PS: About - show me today camera - I think you can find few RAWs makers, plus good de-noise soft and achieve the same. If you like of course.
PPS: to be clear - I have nothing against what X100 is delivering at 12 800. I just wouldn't use it anyway, that's not the reason I observe that camera
Right ! barjohn wasnt paid enough by Architectural Digest so instead of a 4x5 he did the interior shot with his new pocket toy
Fictions and proofs-of-concept aside, I think Fuji is reclaiming the low light compact digicam throne and, most likely, the DR one as well with the DR400 function.
Thanks for the iso 12800 touch-up barjohn, your version does indeed look a lot better, even printable !
Jerry: I always carry a small Ultra Pod II table tripod in order to keep the iso down in my GRD2. I use it mostly for situational wide shots and it works great. But for candid or action flashless shots having good iso 6400 or great iso 3200 in a pocket digicam is something to acknlowledge.
Last edited by jorgeAD; 1st March 2011 at 10:21.

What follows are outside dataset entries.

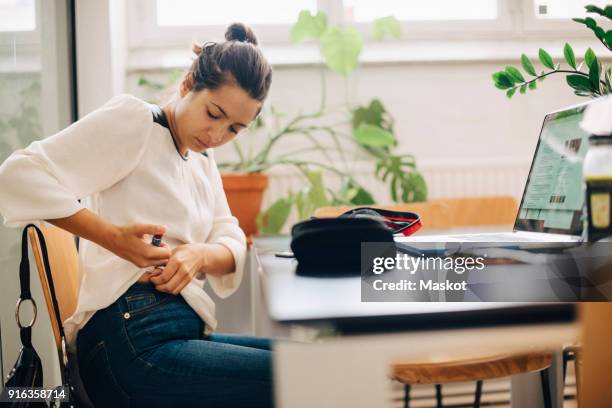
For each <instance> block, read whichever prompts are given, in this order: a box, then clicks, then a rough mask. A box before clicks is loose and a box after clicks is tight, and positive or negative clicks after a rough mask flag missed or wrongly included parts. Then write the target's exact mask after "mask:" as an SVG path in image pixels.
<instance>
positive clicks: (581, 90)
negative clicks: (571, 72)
mask: <svg viewBox="0 0 612 408" xmlns="http://www.w3.org/2000/svg"><path fill="white" fill-rule="evenodd" d="M566 81H567V84H568V85H569V86H571V87H572V88H574V89H575V90H576V91H583V92H591V91H592V89H591V81H589V78H587V77H585V76H583V75H577V74H573V75H568V76H567V77H566Z"/></svg>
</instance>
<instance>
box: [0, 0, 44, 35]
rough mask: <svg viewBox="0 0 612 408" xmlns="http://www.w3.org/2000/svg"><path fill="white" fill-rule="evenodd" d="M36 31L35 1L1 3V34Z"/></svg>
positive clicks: (23, 0)
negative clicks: (20, 31) (10, 32)
mask: <svg viewBox="0 0 612 408" xmlns="http://www.w3.org/2000/svg"><path fill="white" fill-rule="evenodd" d="M35 29H36V6H35V4H34V0H3V1H2V2H0V32H18V31H34V30H35Z"/></svg>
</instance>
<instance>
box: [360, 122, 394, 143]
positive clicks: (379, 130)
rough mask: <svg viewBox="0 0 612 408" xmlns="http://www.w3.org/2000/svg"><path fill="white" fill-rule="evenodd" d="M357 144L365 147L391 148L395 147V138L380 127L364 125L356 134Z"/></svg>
mask: <svg viewBox="0 0 612 408" xmlns="http://www.w3.org/2000/svg"><path fill="white" fill-rule="evenodd" d="M353 136H354V137H355V139H356V140H357V142H358V143H359V144H361V145H364V146H371V147H391V146H393V145H395V136H393V134H391V133H390V132H388V131H386V130H384V129H381V128H379V127H378V126H373V125H367V124H362V125H360V126H359V127H358V128H357V129H356V130H355V131H354V132H353Z"/></svg>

I personally think that the X100 is a great little camera, but I am so fed with all that high ISO stuff which vendors think they need to push in order to be able to sell their products.
What was MPs in prior years is now high ISO
Well I think the X100 is a perfect tool for low to mid ISO!
I'm with you, Peter. There's way too much marketing hype and techno-geekery associated with any new camera (or other device) these days.
Based on what I've seen about it, I think the Fuji X100 will be a very fine compact camera. It looks like Fuji has put a lot of thought and effort into the design, and into producing something with the kind of quality feel and image quality that photographers value for the type of camera it is.
I look forward to seeing the photographs it produces, once it is released and some photographers learn how to exploit its capabilities.
Let's face it, unless you are making large prints with cropped images the MPs or the ISOs are not the problem. There are many very good P&S with small sensors that do a very good job (the new Oly XZ-1, the S-95, the LX-5, etc.) The one thing that small sensor cameras cannot do compared to APSC is high ISO. There is more than an order of magnitude difference. However, high ISO is not the only reason to buy a particular camera and certainly not the only reason to buy an X100 though it makes it a more compelling case. The ergonomics weigh very heavily and in psrticular the hybrid OVF/EVF view finder.